It is in this statement where you are going wrong.

Consider the following thought experiment. (See diagrams below). Let's say you have the gas in a vertically oriented frictionless cylinder and piston. On top of the piston you have a number of weights which, in addition to the external air pressure, provides the external pressure on the system. You now slide a little weight horizontally off of a platform connected to the shaft of the piston and onto another platform along side the cylinder. That reduces the external pressure allowing the gas to expand and perform work in raising the remaining weight.
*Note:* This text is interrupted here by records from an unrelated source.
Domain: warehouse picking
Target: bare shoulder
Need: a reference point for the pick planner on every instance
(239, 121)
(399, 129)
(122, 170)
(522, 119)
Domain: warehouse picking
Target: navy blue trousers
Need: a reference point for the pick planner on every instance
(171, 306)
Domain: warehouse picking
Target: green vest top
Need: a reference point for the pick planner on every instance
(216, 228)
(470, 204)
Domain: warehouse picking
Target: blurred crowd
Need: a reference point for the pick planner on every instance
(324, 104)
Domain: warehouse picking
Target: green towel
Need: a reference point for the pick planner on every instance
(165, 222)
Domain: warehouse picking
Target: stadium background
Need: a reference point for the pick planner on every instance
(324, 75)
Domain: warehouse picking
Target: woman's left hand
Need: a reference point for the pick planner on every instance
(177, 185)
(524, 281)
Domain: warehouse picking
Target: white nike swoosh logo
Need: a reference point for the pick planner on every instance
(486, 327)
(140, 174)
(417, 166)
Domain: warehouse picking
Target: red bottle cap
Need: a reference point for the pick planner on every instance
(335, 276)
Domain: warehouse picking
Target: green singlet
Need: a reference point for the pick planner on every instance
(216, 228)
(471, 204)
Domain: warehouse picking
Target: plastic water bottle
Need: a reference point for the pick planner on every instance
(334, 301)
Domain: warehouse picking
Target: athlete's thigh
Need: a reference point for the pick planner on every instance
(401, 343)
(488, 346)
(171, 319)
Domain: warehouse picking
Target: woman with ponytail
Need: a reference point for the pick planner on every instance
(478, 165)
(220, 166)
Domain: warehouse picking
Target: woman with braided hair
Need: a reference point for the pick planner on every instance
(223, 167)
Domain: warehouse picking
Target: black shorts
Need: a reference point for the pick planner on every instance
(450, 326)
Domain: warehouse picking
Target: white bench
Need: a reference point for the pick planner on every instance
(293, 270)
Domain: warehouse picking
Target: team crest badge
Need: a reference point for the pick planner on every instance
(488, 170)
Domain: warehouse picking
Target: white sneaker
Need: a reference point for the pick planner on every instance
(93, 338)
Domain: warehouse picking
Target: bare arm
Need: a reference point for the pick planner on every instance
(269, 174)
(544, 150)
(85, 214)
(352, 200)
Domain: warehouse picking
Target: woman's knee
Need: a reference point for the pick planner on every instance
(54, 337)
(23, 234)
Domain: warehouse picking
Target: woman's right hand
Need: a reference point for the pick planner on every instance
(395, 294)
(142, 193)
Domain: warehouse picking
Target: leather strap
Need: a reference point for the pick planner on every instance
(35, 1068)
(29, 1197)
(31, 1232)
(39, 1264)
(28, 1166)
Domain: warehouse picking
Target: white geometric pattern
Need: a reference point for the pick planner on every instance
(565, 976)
Sliding the weight horizontally off the piston would theoretically require very little effort (work) compared to the work done by the gas in raising the remaining weight. In order to carry this process out extremely slowly (reversibly) we can imagine the weight as a pile of sand. We remove the sand one grain at a time causing an infinitely small reduction in external pressure. That results in an infinitely small expansion of the gas, $Adh$. The expansion causes an infinitely small decrease in the gas temperature $dT$ and infinitely small transfer of heat $dQ$ into the gas to bring its temperature and pressure back into equilibrium with surroundings, awaiting the next removal of a weight.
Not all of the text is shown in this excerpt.